X
Business

Atlassian updates Confluence with dynamic content, real-time editing

The software company isn't trying to make Confluence an email-killer, but it is trying to move the enterprise away from siloed collaboration tools.
Written by Stephanie Condon, Senior Writer

Aiming to make siloed collaboration tools a thing of the past, Atlassian on Wednesday announced improvements to its collaboration software Confluence, adding real-time editing and dynamic content.

"The way teams work together is fundamentally changing," the company wrote in a blog post. "The first shift came from bringing work out of hard drives and word documents and bringing them online. The next shift - and the biggest - is moving real-time collaboration from email and text-based documents to the dynamic world that today's teams work in."

While real-time editing and collaboration is available in tools like Google Docs, Confluence gives users more flexibility in the types of files they're sharing -- the software supports 80 different types files, allows users to embed dynamic content like Twitter streams, and facilitates collaborative steps like assigning tasks.

Allowing users to bring in content from different systems is particularly important, Head of Confluence Wendell Keuneman explained to ZDNet, for companies that want their different teams -- like developers, designers, marketers, and finance teams -- to stay up to speed with projects they all touch.

"Flexible content is really important to deliver what they need to get the job done," he said.

Changes are automatically saved and synced. At the same time, a user can choose to keep their edits private until they are ready to publish them while a read-only audience views the prior version. This can come in handy for things like editing company policies and procedures.

Confluence pages live in what Atlassian calls "spaces." These spaces can be dedicated to a project or a team, or any other reason a company may have for creating a shared experience. Effectively, a shared space is like a website, Keuneman explained.

"We've built it open by default, because it fosters team collaboration," he said. Any collaboration product that isn't as open, he said, is likely to "die a slow death."

Keuneman said he recently spoke with a retail bank that illustrated this point: The bank is interested in adopting Confluence so it can leave behind "what they call the Power Point culture," Keuneman said -- a culture that does a company no good when its employees leave and take their slides with them.

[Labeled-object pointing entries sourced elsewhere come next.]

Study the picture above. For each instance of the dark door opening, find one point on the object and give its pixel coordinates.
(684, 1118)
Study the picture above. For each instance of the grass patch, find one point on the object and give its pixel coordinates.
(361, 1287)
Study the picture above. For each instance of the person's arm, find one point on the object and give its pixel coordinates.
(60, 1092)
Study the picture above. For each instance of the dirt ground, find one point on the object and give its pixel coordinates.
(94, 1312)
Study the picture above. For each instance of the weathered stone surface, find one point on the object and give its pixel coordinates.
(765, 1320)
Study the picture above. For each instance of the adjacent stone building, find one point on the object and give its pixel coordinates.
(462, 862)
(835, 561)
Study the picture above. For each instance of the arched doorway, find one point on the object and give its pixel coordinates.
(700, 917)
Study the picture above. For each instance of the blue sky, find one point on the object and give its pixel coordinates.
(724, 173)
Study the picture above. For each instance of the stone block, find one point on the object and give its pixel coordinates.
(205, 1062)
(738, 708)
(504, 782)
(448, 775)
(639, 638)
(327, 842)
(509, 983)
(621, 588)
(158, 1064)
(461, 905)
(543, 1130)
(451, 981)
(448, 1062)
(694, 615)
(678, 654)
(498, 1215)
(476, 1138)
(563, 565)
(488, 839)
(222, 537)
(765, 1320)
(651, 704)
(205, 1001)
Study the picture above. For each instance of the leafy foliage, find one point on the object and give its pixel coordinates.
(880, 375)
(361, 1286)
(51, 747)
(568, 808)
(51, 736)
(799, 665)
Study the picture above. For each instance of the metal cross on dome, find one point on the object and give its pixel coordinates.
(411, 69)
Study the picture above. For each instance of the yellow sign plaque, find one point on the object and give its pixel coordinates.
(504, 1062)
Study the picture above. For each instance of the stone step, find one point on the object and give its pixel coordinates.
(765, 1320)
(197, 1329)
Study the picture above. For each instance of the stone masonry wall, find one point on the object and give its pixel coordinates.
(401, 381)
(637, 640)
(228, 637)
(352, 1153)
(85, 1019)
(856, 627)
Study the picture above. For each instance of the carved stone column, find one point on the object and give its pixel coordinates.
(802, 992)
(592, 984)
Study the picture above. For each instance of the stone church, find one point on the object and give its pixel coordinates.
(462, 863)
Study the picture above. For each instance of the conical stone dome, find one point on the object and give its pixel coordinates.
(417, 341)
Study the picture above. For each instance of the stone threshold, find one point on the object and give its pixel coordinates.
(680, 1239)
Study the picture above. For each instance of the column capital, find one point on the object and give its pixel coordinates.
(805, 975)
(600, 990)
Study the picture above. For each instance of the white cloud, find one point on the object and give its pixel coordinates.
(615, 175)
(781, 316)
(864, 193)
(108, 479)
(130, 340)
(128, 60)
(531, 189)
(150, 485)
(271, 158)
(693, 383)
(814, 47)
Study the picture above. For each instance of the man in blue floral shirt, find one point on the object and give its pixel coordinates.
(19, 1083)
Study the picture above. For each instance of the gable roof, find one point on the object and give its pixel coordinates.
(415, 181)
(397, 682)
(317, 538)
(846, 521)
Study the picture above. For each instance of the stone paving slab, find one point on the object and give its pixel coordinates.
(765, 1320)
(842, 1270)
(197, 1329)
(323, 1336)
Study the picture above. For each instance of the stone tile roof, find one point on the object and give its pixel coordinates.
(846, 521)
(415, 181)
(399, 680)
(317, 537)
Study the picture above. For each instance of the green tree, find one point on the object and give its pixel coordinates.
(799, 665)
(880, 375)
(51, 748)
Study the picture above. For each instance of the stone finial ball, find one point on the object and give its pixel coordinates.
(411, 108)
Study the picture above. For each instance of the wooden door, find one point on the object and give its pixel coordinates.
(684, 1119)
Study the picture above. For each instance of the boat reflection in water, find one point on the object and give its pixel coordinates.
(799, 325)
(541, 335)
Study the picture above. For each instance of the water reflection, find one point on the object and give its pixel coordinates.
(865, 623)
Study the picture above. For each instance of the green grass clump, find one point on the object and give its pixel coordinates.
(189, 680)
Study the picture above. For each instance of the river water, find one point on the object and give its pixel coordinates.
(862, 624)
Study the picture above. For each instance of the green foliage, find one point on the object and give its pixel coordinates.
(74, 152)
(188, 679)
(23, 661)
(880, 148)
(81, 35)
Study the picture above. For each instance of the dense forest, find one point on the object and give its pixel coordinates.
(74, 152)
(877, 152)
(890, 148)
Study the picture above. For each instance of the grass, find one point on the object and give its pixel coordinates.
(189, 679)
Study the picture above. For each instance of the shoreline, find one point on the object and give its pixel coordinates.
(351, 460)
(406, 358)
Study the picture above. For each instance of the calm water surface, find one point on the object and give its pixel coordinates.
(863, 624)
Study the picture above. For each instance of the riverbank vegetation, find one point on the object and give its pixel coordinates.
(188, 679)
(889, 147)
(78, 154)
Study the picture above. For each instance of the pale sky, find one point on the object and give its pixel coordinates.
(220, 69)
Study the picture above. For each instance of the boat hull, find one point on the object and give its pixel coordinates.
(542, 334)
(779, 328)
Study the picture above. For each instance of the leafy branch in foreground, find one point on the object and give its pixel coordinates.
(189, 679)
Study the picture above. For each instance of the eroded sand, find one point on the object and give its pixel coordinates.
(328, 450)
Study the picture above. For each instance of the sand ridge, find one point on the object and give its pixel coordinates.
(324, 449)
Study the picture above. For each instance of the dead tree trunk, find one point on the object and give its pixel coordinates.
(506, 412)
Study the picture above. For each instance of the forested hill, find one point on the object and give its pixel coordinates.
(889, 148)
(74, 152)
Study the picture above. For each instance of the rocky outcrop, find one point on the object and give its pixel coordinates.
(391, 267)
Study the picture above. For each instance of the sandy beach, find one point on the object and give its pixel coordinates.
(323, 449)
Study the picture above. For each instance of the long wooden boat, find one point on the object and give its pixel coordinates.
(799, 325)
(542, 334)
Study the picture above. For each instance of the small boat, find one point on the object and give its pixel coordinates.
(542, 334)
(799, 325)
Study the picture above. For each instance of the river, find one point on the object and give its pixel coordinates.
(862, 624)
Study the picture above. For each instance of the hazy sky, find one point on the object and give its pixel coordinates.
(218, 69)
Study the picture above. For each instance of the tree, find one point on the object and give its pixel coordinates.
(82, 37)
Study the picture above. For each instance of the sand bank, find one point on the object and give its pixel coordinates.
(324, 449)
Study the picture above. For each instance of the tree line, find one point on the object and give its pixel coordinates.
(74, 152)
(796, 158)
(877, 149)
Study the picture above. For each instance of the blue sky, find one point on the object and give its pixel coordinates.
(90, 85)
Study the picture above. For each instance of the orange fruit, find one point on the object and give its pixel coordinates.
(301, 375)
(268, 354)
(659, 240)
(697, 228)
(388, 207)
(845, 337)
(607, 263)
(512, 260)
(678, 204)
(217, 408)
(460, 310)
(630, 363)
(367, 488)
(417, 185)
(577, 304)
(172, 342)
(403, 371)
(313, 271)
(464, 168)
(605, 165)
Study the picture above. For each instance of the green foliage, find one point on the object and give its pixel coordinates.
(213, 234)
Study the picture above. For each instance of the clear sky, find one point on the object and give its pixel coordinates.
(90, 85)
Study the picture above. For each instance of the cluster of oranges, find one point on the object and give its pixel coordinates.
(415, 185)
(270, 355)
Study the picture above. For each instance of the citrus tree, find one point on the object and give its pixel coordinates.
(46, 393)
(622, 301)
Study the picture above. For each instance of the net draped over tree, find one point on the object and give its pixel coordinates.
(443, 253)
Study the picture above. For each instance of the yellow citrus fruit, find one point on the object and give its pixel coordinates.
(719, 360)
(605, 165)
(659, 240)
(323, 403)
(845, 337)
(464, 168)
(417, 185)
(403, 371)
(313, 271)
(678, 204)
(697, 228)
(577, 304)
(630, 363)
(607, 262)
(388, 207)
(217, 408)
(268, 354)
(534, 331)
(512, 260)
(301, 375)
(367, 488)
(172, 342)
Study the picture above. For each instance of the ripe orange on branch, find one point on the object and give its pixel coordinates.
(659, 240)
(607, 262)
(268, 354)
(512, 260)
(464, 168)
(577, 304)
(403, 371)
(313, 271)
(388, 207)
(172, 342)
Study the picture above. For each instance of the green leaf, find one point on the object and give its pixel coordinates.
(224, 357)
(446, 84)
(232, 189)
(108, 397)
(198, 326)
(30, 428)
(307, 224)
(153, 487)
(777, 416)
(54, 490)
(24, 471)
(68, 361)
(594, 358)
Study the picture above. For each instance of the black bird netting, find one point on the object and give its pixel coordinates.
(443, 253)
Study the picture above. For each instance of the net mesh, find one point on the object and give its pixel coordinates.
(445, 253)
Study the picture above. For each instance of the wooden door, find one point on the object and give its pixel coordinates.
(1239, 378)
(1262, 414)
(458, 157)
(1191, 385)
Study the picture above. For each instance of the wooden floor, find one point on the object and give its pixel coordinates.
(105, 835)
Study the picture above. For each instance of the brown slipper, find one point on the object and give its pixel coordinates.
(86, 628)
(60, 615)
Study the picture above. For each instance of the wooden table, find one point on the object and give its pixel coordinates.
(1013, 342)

"They were seeing the same old ideas being reinvented in Power Point because people didn't have that past knowledge to say how can we build on these ideas," he explained.

By contrast, longtime customer NASA has had thousands of engineers build up around 125,000 Confluence pages over 10 years.

All told, Atlassian now has 35,000 Confluence customers who have created more than 100 million pages and generated more than 6 billion page views. The average Confluence page is edited six times.

"If you can imagine the six revisions we see on Confluence happening over email with attachments... that doesn't work," Keuneman said.

One recent survey showed that white-collar workers don't expect email to die out any time soon -- in fact, they think it will become more important in the coming years. Keuneman acknowledged that "email has its place and always will." That said, he added, email has been abused and over-used, creating a disjointed collaboration process in many workplaces. "We feel the workforce needs a different system," he said.

Meanwhile, as Atlassian customers scale their collaborative applications, the company is investing further in the data center. On Wednesday, the company announced four developments in this space.

It's introducing zero downtime upgrades for JIRA Software Data Center, and it's rolling out a beta for HipChat Data Center. The company is also introducing SAML 2.0 support for Atlassian Data Center products, so admins can specify a SAML provider to manage user authentication. Additionally, Atlassian announced it has worked with Amazon Web Services to develop Quick Start guides powered by AWS CloudFormation templates for Atlassian. Customers should be able to deploy their Data Center cluster in a few minutes.